So the fake movie “Argo” embedded in the “real” movie Argo is homologous to the play within the play “Pyramus and Thisbe” in A Midsummer Night’s Dream, maintaining all the while an arm’s-length relation with a tenuously sensed real world in which capital, wages and class struggle, yes, do exist out there somewhere, but in a weirdly inverted way. You catch yourself wondering why this is such a cliff-hanger. The very real drama of the daily struggle that capitalists have reduced life to appears in the movie like so many googly-eyed tourists peering in through the glass walls of an aquarium.
Looming over this whole nefarious, psychotic maze stalks the specter of an organization that trains killers and torturers (the U.S. government), and globally promotes the interests of capital centered around the fairy tale of (U.S.) national security. Wherever it can attack efforts by the working class to organize itself, it does, often by remote control in a dismally repetitive pattern. (“Argo” was coincidentally “produced” in 1979 under the same benevolent Carter Administration that both laid the basis in El Salvador for the Reagan Administration’s bloody fairy tales and “intervened” in Afghanistan, materially contributing to the emergence of al Qaeda.) Innernashnal Commanism was out to git us. No time to waste! The Tough had to get going.
The CIA is deeply implicated in all this myth-making machinery, so it is no surprise that one of its operatives should have ingeniously suggested “producing” a fake movie in a moment of “real” crisis in Iran. At the Company they don’t fool around: they are no strangers to the vicious, the lethal and the ugly. The politic bow-ties upstairs are as good at hiring thugs as generals are supposed to be at setting up episodes of calculated mass murder. Argo lights up a sordid episode that fueled what must have been a heart-pounding experience for all of its participants. A good story, sure — but why must we have to stand on our heads to make sense of it?

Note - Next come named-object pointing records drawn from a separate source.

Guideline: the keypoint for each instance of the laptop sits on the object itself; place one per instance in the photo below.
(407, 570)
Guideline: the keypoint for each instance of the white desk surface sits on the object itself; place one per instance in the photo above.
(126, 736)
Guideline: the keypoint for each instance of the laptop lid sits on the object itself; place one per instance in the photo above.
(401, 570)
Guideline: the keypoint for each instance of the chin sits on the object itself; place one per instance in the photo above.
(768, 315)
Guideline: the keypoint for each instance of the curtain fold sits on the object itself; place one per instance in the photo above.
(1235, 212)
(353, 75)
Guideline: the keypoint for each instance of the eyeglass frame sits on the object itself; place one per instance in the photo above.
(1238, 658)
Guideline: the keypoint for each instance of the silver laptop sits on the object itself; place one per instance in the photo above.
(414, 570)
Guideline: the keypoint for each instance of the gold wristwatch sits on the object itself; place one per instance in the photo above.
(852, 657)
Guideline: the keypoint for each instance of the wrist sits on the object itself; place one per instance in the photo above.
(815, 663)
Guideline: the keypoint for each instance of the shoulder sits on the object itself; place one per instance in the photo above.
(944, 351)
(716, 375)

The producers thankfully give the audience a chance to swim back up to get a lungful of reality when they show us a moment of celebration occurring at the end, with CIA personnel (presumably at their headquarters in Langley, Virginia) jumping up and down, high-fiving each other like scientists at Mission Control cheering a successful Mars landing. So now the Agency can get back to its Usual Business of knifing opposition movements in the back, maybe? Or of improving on the truth, or taking down the concept of “intelligence” out back in the alley?
The question all this begs is, of course, why governments do such things in the first place. But while the answer ought to be as plain as the nose on your face — that this is the road they must take to defend the interests of capital — spectacle and drama seem to be the decisive factors in shaping what we call “public opinion.” The sad fact is that the world’s working class has lost its way in the confusing hallucinations of a global capitalism that courts its victims’ political approval even as it clobbers them economically.
Yet when you leave the theater, if you tune in to the distant rumbles of global warming that persistently chatter like some sort of Langoliers at the fringes of your sense of reality, you might justifiably begin to doubt at least pieces of Capital’s Big Lie. Should it finally come to pass that a general consensus arises, that not just the capitalist class but capital itself bears the responsibility for triggering an age of ecological surprises, it is fascinating to speculate how society might receive capital’s cold-blooded refusal to shoulder that responsibility. Could a moment of truth perhaps be approaching, in which the capitalists figuratively get their heads handed to them on a platter, reminiscent of the French landed aristocracy that warm June day in 1789? For one of the truths of history is that increasingly tiny and powerful economic élites do not make good survival decisions for the rest of us. Once the ice caps disappear, our future will be indisputably on the line.
So, you want a gripping story? Try imagining a socialist revolution on a world scale following capital’s quasi-tragic attempts to break lances with Mother Nature.